Chronic PA infection in bronchiectasis shares features with cystic fibrosis (CF), such as biofilm formation, alginate production, and adaptive IgG responses.7–9 However, bronchiectasis patients with chronic PA often show no decline in forced expiratory volume in 1 second (FEV1),10,11 unlike CF, indicating unique disease mechanisms. This distinction cautions against directly applying CF treatment strategies to bronchiectasis, calling for tailored approaches that may include mucolytics or biofilm disruptors alongside bronchiectasis-specific outcomes.

The study offers practical guidance for clinicians. Distinguishing chronic from intermittent PA infection—achievable in routine practice—enables early eradication to prevent chronicity, preserving QoL and preventing irreversible lung damage.3,12,13 For chronic cases, biomarkers like mucoid PA prevalence or elevated anti-PA IgG could guide intensified strategies, such as biofilm-targeted therapies or immune modulation, to reduce long-term harm.14,15 These approaches aim to balance exacerbation control with QoL preservation.

While groundbreaking, the study's single-center design and small intermittent PA cohort (n=19) limit generalizability, necessitating validation across diverse populations. The reduced microbiome diversity in chronic cases, dominated by Proteobacteria, suggests a stable but risky ecological shift, previously linked to worse survival.16 Key research priorities include: (1) Clarifying the role of anti-PA IgG in reducing exacerbations; (2) Exploring ways to maintain microbiome diversity in chronic infection; and (3) Refining early eradication protocols to prevent chronicity.

Fernández-Barat et al. redefine PA infection in bronchiectasis as a spectrum, where chronicity reflects a unique state driven by immune–microbiome interactions, not just exacerbation severity.
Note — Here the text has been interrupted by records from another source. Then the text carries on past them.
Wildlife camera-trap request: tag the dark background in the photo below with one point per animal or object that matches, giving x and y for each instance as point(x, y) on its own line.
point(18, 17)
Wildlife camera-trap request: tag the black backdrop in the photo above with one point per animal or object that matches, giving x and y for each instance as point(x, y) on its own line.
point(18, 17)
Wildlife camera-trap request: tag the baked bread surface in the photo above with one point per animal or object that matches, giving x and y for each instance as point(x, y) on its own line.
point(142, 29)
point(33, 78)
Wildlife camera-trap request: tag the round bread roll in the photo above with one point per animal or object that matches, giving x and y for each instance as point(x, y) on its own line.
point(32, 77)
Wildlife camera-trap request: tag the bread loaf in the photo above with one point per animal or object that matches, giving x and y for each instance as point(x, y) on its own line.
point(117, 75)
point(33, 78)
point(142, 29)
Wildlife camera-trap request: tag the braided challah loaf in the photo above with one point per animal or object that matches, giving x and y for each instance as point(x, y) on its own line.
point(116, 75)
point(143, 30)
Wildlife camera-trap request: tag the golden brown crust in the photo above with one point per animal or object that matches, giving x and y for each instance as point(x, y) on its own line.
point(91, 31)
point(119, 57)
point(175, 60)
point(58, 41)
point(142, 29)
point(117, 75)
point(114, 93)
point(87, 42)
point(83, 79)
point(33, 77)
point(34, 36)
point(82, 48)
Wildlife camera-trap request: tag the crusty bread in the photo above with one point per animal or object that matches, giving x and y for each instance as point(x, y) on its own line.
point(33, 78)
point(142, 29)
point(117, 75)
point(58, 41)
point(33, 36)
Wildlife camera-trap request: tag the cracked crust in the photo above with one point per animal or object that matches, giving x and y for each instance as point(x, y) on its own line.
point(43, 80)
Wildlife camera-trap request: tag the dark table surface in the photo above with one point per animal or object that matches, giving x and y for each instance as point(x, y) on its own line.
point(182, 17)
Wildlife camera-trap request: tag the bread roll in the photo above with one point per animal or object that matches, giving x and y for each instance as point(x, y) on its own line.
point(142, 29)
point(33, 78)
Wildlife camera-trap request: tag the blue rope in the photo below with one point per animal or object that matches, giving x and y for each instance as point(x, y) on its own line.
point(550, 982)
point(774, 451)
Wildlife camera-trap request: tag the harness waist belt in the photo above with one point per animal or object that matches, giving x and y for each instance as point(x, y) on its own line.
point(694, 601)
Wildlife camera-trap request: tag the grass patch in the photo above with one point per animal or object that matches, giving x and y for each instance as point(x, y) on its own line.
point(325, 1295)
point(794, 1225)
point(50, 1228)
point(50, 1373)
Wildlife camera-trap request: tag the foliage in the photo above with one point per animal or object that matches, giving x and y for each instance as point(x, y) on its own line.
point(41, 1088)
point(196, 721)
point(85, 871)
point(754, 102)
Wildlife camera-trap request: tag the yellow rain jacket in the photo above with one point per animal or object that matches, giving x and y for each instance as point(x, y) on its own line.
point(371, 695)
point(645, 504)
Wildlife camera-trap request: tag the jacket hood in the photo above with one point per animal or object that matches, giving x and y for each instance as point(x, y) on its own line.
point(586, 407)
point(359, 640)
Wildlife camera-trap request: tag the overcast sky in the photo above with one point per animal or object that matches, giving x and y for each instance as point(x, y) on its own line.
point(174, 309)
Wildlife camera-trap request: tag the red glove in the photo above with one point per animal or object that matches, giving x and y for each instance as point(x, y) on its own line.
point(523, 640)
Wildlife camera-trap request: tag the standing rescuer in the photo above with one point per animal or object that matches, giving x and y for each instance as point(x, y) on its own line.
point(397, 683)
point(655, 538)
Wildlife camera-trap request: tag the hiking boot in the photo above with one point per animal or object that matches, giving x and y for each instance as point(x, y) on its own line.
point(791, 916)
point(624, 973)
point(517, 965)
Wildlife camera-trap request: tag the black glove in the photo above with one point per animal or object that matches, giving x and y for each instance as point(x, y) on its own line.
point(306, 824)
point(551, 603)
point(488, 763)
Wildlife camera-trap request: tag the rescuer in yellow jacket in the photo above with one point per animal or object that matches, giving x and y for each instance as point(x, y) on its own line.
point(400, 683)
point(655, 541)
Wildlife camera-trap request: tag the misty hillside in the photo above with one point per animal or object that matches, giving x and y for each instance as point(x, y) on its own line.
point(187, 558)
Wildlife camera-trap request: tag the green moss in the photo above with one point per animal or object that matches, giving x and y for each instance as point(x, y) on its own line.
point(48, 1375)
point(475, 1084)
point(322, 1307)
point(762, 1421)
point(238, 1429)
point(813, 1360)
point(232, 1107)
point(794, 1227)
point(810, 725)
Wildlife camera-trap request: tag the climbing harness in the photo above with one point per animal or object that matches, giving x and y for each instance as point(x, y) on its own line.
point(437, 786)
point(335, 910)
This shift urges clinicians to balance acute flare management with QoL preservation, using advanced diagnostics for precision care. As biofilm-targeted therapies evolve, this study lays a foundation for improving long-term outcomes in bronchiectasis patients.

Take-home message: Chronic Pseudomonas aeruginosa in bronchiectasis reduces severe exacerbations but harms quality of life and microbiome diversity. Early detection and eradication with advanced diagnostics and antibiofilm therapies are key to balancing exacerbation control and long-term well-being.